• Posad_al_Assad [any]
    ·
    edit-2
    4 years ago

    There were a number of articles by bourgeois media outlets back in 2018 and 2019 that were bemoaning this ongoing process of the CPC co-opting China's private sector via party cells.

    According to a South China Morning Post article in 2018:

    China’s large privately owned firms are becoming more like state-owned enterprises, as many in recent years have implanted in their businesses cells of the Communist Party, the Communism Youth League and even discipline inspection committees. The party’s organisation department found that 68 per cent of China’s non-state enterprises had set up party cells by the end of 2016, and that 70 per cent of foreign-funded firms in China had also done so. The ratio is even higher now given the party promotion that has taken place over the past two years.

    And according to a The Diplomat article in 2018:

    The impact of adding a Party cell goes far beyond an increase in the cost of doing business. It also impacts the corporate structure and management decisions as they grow more opaque with the blurring of lines between the state’s role and private ownership. In so doing, this policy threatens to reverse China’s four decades old reform agenda of opening up to private enterprise as an engine of growth. In fact, entrepreneurs feel very insecure about their ownership and control over their businesses and companies. For instance, Alibaba’s Jack Ma once said that if the government wants to take over Alipay (value at $150 billion), he will gift it to the state without complaint. Tech startups are increasingly encouraged to sell shares to government bodies so that government-designated representatives can sit on the board to participate in management and operating decisions.

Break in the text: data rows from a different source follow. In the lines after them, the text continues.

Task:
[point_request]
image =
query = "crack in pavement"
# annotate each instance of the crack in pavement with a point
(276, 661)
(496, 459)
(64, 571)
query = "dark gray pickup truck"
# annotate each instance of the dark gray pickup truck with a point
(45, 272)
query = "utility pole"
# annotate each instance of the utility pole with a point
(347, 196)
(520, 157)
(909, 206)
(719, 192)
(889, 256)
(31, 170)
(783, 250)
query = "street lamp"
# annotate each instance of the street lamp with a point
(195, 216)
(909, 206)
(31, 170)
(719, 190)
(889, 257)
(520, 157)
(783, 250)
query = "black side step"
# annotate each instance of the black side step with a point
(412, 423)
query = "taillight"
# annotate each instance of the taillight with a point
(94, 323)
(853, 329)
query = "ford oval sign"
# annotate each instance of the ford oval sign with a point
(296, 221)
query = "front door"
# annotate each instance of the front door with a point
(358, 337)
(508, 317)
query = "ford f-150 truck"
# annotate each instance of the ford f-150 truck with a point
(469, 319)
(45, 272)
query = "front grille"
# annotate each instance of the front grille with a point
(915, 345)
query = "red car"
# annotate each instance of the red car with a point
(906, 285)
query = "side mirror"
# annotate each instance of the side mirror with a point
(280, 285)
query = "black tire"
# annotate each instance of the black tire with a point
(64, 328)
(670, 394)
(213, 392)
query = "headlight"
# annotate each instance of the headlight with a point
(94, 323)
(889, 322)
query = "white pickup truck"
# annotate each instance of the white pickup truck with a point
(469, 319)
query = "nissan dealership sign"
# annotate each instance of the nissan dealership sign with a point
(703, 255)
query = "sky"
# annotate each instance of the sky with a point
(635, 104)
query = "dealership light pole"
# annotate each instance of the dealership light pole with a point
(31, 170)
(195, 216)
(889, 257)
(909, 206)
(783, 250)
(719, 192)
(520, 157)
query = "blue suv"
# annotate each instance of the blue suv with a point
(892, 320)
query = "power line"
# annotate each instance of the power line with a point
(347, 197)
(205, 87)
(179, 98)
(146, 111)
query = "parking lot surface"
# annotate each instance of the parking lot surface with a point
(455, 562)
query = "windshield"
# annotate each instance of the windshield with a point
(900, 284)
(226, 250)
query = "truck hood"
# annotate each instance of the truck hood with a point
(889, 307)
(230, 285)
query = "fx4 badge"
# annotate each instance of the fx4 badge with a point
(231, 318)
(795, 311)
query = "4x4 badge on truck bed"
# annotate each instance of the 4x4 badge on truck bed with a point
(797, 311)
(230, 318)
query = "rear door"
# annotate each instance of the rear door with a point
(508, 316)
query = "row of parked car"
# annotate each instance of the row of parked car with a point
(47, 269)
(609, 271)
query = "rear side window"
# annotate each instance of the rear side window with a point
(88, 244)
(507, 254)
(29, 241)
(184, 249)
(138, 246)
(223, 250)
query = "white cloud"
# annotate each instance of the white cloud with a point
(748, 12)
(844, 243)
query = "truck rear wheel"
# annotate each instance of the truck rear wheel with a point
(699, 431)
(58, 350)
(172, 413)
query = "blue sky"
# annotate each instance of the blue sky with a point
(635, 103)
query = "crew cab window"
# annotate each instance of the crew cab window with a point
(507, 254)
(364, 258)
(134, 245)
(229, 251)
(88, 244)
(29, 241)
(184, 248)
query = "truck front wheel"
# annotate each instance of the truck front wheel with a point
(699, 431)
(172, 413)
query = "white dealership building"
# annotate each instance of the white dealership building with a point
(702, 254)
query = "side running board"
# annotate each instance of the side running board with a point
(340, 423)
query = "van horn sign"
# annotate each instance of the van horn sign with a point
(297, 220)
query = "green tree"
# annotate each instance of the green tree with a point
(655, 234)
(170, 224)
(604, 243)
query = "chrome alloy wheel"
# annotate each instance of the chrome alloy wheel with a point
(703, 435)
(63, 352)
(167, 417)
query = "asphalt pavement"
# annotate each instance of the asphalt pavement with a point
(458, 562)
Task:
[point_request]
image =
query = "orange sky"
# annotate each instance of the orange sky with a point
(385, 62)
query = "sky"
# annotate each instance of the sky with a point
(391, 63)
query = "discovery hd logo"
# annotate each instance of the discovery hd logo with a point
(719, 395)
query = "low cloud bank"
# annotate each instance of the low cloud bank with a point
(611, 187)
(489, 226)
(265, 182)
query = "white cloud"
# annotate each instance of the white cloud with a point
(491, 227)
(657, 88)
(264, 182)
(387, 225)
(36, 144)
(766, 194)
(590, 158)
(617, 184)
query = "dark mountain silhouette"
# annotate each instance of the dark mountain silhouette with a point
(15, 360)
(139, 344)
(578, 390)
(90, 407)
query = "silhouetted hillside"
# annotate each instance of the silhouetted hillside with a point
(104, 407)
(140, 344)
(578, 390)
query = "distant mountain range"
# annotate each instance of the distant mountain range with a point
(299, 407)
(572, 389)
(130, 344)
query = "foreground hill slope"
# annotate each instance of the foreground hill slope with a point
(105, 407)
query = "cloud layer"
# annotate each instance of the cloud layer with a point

    Another The Diplomat article in 2019:

    Chinese experts who advocate for the Party Committee system argue that it benefits production, long-term planning, and the fight against corruption inside Chinese companies. But the Party Committee has an explicit role even within foreign companies, where its nature has raised debates especially among the community of investors involved in joint ventures (JVs) with state-owned enterprises. Even if Chinese Company Law regulates the establishment of Party units in foreign invested enterprises (both JVs and fully owned) without requiring governance roles for their members, recent trends in officials’ attitude — which are oriented toward the demand for more power — indicate accelerating interference. That suggests that these positions are not merely symbolic, but rather an eventual source of political pressure around the boardroom.